2020 Fiscal Budget Alarms DC Residents

Photo by   Lorie Shaull    via    Flickr

Photo by Lorie Shaull via Flickr

On Mar. 20 Bowser presented DC’s $15.5 billion-dollar budget to the Council of the District of Columbia. She reported this money will be used on affordable housing, education, transportation, public safety among many other district investments, dc.gov reported. It was the substantial increase in funding for affordable housing that the mayor proposed which stood out as alarming to residents in Wards 2 and 3 where school overcrowding is severe.

With the resolution of one problem, Ward 2 and 3 residents worry that increased housing will intensify another problem if more schools are not built in accommodation.“It’s an issue of reconciliation between building new units and not having schools built in accommodation,” a ward 2 parent mentioned.

The scarcity of affordable housing in the District of Columbia has a long and complicated history. According to NPR station, WAMU, the high demand for living in the DC area is the main contributor to high housing prices. Lack of affordable housing has the ability to proliferate into other issues such as gentrification and increased homelessness; oftentimes targeting people of color according to The Guardian.

Mayor Muriel Bowser and the DC Council are well aware of the increasing housing issue in DC. At a town meeting, Phil Mendelson, the chairman of the Council of the District of Columbia defended Bowser’s focus on affordable housing in Ward 2 and 3 by mentioning her strong opposition to concentrated poverty in one area throughout the District.

 
Affordable housing isn’t just a problem for our most vulnerable residents, it affects our entire community.
— Muriel Bowser
 

Although the initial housing goal of 36,000 new units in the District by 2025 will not be met according to Bowser, her current plan includes increased DC funding for the Housing Production Trust Fund, Housing Preservation Fund, Homeward DC program, expansion of an income property tax credit, and the creation of a Workforce Housing Fund.

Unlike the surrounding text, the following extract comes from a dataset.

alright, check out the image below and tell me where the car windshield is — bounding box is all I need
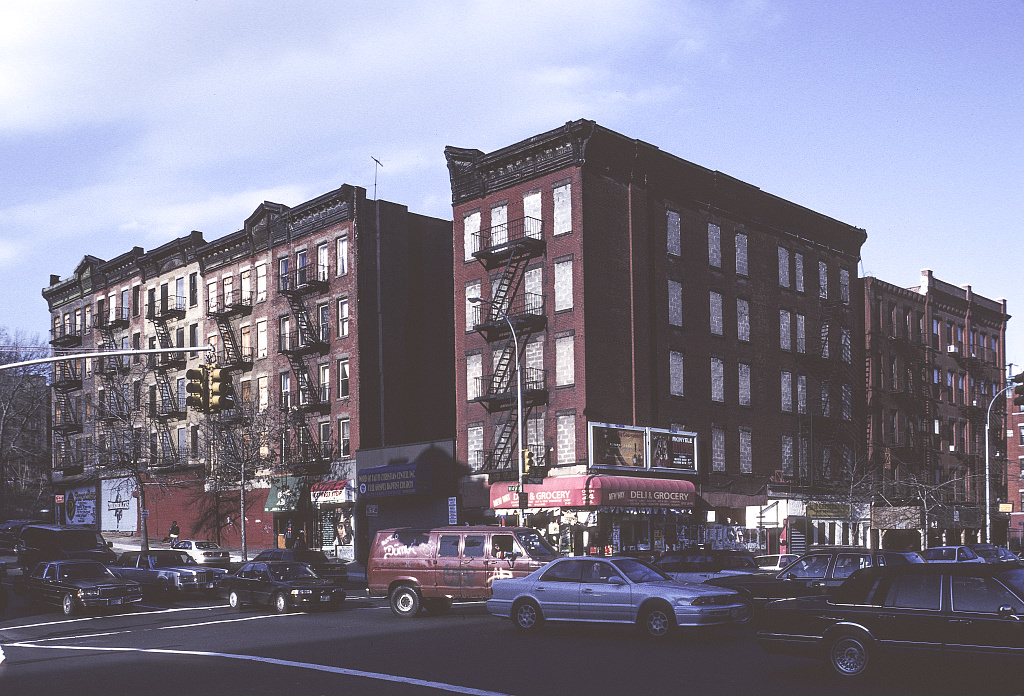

Wards 2 and 3 will be targets for the newly budgeted housing plans, due to the area being popular. In an article by Curbed DC Claire Zippel, an analyst at D.C. Fiscal Policy Institute said Ward 2 and 3 are “most desirable to many families, due to their high-performing schools, grocery store access, and plentiful recreational space.”

Brian Doyle, the Co-chair of the Wilson Feeder Education Network, agreed that while affordable housing is a relevant issue to be prioritized by the Council, school overcrowding is as well. “Because of increasing population, we should welcome more development…particularly in the western part of the city where prices are some of the highest,” Doyle said, “but increased population also has to come with increased services, like schools. We cannot have one without the other.”

According to the enrollment projection in the master facilities plan in the Wilson Feeder Schools by The Deputy Mayor for Education, schools in ward 2 and 3 will see a total of 3,185 future students in the next ten years. “Students will arrive whether the capacity is available or not,” Doyle said.

Many short-term solutions for school overcrowding have been proposed such as, the publicizing of the privately-owned Old Hardy School. Doyle claimed that because the Council or mayor have not proposed solutions the community created their own. Citizens of Ward 2 and 3 claimed that the horizon for these short-term solutions do not keep up with the urgency of problems.

Although Bowser mentioned in her State of the District Address that she will “ensure that residents in all eight wards have access to a high-quality public school”, overcrowding to allow students the opportunity for such was not addressed. Regarding education, the 2020 fiscal budget included increased access to technology, an increase for the Uniform Per Student Funding Formula, an expansion of mental health services in schools, increased funding for summer youth programs, and an expansion of child care services.

As for the future of this reconciliation problem between affordable housing and school overcrowding, Mendelson has mentioned the Council’s uncertainty on what to do. “There’s not a simple answer to this,” Mendelson said. “If there was, it’d make my job a whole lot easier.”